Whether you are giving up animal products for ethical reasons or health reasons, it is important to set yourself up for success. Though temptation can arise, it’s important to remember why you’re going vegan in order to keep yourself focused and disciplined. However, if you see goat cheese, all bets are off and no one can technically fault you because it is a perfect food and tastes so damn good. Here’s how to go vegan – unless there’s goat cheese within a two-mile radius.
Plan your meals.
It can be hard to find something vegan to eat on the go, so your best bet is to bring snacks with you if you’re worried about being tempted by a Snickers bar. Be smart! Unless your coworker brings in a cheese plate that includes a delicious soft truffled goat cheese selection for someone’s birthday. No one will judge you! Goat cheese is the best food in the world and everyone gets it.
Let People Know Your Dietary Restrictions
Before you head to a dinner party, make sure you let the host know about your dietary restrictions. You don’t want to have that conversation after someone roasted a chicken for you! Make sure you thank them profusely, especially after they see you gorging on their goat cheese pre-dinner spread after they went out of their way to make a vegan dish for you. If they look confused, just point to the goat cheese, and they’ll understand.

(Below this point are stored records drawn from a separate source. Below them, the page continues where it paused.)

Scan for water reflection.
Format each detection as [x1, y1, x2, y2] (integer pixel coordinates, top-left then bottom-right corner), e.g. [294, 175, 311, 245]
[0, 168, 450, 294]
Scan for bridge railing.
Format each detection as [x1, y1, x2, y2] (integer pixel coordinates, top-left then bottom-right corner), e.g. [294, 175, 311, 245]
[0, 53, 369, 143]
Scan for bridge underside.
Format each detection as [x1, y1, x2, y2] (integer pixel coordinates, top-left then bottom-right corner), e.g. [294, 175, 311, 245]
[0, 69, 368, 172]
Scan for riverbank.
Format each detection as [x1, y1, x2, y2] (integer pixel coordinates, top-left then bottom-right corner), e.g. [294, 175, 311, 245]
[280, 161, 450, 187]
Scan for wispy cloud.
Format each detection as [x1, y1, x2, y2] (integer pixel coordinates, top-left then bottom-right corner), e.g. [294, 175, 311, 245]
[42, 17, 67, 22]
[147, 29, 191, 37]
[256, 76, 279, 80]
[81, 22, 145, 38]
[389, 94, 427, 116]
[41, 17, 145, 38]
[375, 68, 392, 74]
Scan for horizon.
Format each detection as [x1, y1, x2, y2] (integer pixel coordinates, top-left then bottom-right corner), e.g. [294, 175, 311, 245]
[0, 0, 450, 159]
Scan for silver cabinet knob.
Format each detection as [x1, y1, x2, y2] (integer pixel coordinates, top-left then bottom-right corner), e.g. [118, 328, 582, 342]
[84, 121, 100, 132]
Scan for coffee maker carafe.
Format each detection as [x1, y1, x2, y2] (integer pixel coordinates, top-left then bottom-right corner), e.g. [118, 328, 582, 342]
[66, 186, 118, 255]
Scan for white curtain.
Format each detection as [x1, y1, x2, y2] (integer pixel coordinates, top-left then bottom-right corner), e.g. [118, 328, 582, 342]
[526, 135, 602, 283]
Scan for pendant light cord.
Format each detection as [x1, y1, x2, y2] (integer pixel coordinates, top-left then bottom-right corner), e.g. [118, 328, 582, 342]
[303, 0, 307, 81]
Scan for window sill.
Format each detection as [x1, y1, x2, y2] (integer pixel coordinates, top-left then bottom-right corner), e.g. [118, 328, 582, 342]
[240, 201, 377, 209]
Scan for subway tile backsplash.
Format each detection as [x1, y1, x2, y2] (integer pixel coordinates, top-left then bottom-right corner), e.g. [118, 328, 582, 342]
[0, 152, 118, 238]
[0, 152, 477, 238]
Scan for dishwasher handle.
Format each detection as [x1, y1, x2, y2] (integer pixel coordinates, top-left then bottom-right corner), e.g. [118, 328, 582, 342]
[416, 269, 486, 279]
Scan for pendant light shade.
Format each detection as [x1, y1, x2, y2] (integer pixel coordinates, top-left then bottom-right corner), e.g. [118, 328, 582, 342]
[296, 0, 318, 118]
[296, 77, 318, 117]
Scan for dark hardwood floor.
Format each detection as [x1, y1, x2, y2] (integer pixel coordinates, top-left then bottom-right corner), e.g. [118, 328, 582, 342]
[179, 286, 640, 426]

Never Assume Someone Can Accommodate You
While many people might go out of their way to make you a vegan meal, that isn’t always true. Offer to bring your own meal, which, incidentally, is just a tupperware full of drunken goat cheese. Whoa, did you even know they could do that with cheese? This shit is TIGHT. So what if your vegan ass has been eating goat cheese every meal for the past week? It’s goat cheese!!